Il ne faudrait pas croire, cependant, que, pour attirer l’attention de l’éleveur, la déviation de structure doive être très prononcée. L’éleveur, au contraire, remarque les différences les plus minimes, car il est dans la nature de chaque homme de priser toute nouveauté en sa possession, si insignifiante qu’elle soit. On ne saurait non plus juger de l’importance qu’on attribuait autrefois à quelques légères différences chez les individus de la même espèce, par l’importance qu’on leur attribue, aujourd’hui que les diverses races sont bien établies. On sait que de légères variations se présentent encore accidentellement chez les pigeons, mais on les rejette comme autant de défauts ou de déviations du type de perfection admis pour chaque race.
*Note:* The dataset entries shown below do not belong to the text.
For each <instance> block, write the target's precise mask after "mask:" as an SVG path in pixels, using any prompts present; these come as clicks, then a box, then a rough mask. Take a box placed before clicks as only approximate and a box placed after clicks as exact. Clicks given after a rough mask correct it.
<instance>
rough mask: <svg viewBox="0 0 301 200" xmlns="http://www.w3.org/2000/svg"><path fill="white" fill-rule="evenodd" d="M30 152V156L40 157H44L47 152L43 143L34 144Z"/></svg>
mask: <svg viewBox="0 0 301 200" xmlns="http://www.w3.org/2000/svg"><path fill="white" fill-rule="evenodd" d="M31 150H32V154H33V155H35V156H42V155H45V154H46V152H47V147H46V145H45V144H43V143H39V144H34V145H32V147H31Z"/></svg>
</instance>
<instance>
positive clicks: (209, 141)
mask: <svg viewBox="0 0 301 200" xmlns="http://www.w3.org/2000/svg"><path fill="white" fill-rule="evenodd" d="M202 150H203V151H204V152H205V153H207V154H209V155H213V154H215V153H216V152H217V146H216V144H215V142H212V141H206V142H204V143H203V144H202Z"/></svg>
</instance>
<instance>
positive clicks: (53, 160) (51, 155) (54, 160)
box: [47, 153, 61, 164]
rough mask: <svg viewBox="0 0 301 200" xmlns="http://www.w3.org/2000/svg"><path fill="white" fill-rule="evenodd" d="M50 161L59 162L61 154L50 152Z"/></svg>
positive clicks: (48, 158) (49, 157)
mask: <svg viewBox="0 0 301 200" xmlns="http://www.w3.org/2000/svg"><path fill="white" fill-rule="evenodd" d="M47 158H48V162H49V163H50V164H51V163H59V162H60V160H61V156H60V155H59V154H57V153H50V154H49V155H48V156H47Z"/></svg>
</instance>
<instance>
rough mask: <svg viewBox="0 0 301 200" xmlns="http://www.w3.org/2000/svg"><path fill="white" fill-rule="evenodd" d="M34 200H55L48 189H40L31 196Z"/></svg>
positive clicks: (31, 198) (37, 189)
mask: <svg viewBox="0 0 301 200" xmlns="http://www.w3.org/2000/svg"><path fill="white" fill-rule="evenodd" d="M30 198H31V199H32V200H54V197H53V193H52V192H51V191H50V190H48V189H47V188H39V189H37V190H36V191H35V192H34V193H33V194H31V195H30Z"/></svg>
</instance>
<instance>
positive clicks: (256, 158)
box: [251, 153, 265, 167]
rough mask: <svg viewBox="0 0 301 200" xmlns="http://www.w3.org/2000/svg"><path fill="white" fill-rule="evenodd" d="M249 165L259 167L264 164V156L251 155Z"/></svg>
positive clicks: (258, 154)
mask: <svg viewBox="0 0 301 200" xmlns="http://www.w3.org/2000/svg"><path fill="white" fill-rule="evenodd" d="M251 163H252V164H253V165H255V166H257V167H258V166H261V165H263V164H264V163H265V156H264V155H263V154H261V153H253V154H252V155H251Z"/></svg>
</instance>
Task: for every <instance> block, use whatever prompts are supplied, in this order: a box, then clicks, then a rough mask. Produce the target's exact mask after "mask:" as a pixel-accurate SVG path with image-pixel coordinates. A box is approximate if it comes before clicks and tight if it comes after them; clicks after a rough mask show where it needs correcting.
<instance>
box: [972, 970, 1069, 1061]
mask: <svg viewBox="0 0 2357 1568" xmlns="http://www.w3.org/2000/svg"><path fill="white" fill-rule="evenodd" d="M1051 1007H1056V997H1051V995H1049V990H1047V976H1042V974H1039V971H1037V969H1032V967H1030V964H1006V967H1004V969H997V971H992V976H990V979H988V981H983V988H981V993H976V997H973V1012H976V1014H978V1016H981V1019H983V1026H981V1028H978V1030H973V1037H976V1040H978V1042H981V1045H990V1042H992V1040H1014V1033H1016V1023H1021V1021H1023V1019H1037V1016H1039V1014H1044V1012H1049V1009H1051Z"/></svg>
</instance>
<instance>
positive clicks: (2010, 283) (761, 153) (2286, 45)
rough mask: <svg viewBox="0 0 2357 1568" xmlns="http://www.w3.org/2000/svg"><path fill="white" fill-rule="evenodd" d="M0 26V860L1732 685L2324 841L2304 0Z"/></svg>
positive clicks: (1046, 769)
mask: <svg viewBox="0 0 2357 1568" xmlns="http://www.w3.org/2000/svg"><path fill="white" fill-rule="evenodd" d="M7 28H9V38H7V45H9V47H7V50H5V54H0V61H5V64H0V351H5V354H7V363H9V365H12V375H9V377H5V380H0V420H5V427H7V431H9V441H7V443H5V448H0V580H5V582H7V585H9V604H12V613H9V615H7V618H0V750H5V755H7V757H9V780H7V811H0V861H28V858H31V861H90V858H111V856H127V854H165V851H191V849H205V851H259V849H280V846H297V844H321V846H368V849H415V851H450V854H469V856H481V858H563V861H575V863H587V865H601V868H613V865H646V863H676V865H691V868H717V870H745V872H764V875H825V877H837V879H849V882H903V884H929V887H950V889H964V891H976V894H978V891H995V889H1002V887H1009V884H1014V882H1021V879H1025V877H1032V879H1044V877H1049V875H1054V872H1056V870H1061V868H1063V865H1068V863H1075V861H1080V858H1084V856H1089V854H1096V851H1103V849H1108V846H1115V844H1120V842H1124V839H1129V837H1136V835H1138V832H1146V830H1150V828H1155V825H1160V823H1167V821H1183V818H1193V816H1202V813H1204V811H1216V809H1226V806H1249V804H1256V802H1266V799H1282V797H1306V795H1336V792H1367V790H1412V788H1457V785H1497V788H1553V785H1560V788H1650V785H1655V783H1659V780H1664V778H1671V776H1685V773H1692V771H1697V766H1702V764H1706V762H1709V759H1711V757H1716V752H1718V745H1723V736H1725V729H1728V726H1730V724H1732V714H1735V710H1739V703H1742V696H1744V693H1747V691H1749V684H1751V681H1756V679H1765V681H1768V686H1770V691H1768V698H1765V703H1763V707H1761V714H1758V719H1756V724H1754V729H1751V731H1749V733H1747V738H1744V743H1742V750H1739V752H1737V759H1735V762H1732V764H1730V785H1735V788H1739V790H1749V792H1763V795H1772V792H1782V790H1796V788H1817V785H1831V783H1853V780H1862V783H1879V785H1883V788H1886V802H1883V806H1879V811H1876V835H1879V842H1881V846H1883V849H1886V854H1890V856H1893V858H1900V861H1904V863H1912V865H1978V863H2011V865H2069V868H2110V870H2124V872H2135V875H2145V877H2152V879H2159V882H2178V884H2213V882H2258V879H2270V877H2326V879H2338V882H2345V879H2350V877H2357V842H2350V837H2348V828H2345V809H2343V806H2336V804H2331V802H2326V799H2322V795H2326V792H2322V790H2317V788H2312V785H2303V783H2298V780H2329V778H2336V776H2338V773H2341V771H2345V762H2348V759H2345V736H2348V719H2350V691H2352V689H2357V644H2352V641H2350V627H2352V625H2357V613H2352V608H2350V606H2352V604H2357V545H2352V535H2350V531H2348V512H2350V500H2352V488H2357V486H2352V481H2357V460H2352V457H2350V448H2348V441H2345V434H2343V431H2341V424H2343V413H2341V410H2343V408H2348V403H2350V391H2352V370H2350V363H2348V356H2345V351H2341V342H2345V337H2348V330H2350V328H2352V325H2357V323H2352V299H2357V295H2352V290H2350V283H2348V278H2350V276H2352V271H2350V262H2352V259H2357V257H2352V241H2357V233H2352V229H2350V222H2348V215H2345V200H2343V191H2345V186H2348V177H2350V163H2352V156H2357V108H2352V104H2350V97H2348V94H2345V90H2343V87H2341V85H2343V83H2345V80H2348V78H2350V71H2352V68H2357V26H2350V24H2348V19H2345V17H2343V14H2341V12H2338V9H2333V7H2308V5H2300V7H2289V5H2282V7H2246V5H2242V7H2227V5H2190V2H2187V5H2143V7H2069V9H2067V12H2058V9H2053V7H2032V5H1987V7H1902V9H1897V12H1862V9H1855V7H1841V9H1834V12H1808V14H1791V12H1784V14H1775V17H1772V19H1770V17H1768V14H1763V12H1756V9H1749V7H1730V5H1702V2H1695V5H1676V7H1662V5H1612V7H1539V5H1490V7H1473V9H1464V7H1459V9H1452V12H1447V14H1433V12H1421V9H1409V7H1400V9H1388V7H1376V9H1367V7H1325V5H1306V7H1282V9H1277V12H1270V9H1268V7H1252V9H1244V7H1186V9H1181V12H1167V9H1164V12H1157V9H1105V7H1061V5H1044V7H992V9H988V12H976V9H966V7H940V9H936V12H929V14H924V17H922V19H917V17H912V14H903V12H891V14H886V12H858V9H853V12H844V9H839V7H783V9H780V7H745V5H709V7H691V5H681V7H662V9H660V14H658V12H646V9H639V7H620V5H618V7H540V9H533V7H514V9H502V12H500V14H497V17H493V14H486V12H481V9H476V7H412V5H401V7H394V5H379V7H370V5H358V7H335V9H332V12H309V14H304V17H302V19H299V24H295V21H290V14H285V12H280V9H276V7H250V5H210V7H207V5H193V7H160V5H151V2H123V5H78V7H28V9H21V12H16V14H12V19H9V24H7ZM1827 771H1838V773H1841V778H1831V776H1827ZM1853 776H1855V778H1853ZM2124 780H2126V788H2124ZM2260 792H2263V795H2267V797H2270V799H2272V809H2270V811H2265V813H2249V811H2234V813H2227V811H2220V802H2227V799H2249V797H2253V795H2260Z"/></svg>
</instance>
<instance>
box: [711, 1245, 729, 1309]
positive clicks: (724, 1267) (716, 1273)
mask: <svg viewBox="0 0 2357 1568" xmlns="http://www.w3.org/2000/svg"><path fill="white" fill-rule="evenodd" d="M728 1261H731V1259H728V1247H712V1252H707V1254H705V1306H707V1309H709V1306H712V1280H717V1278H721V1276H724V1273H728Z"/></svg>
L’oie commune n’a pas fourni de variétés bien accusées ; aussi a-t-on dernièrement exposé comme des espèces distinctes, dans nos expositions de volailles, la race de Toulouse et la race commune, qui ne diffèrent que par la couleur, c’est-à-dire le plus fugace de tous les caractères.

Ces différentes raisons expliquent pourquoi nous ne savons rien ou presque rien sur l’origine ou sur l’histoire de nos races domestiques. Mais, en fait, peut-on soutenir qu’une race, ou un dialecte, ait une origine distincte ? Un homme conserve et fait reproduire un individu qui présente quelque légère déviation de conformation ; ou bien il apporte plus de soins qu’on ne le fait d’ordinaire pour apparier ensemble ses plus beaux sujets ; ce faisant, il les améliore, et ces animaux perfectionnés se répandent lentement dans le voisinage. Ils n’ont pas encore un nom particulier ; peu appréciés, leur histoire est négligée. Mais, si l’on continue à suivre ce procédé lent et graduel, et que, par conséquent, ces animaux s’améliorent de plus en plus, ils se répandent davantage, et on finit par les reconnaître pour une race distincte ayant quelque valeur ; ils reçoivent alors un nom, probablement un nom de province. Dans les pays à demi civilisés, où les communications sont difficiles, une nouvelle race ne se répand que bien lentement. Les principaux caractères de la nouvelle race étant reconnus et appréciés à leur juste valeur, le principe de la sélection inconsciente, comme je l’ai appelée, aura toujours pour effet d’augmenter les traits caractéristiques de la race, quels qu’ils puissent être d’ailleurs, – sans doute à une époque plus particulièrement qu’à une autre, selon que la race nouvelle est ou non à la mode, – plus particulièrement aussi dans un pays que dans un autre, selon que les habitants sont plus ou moins civilisés. Mais, en tout cas, il est très peu probable que l’on conserve l’historique de changements si lents et si insensibles.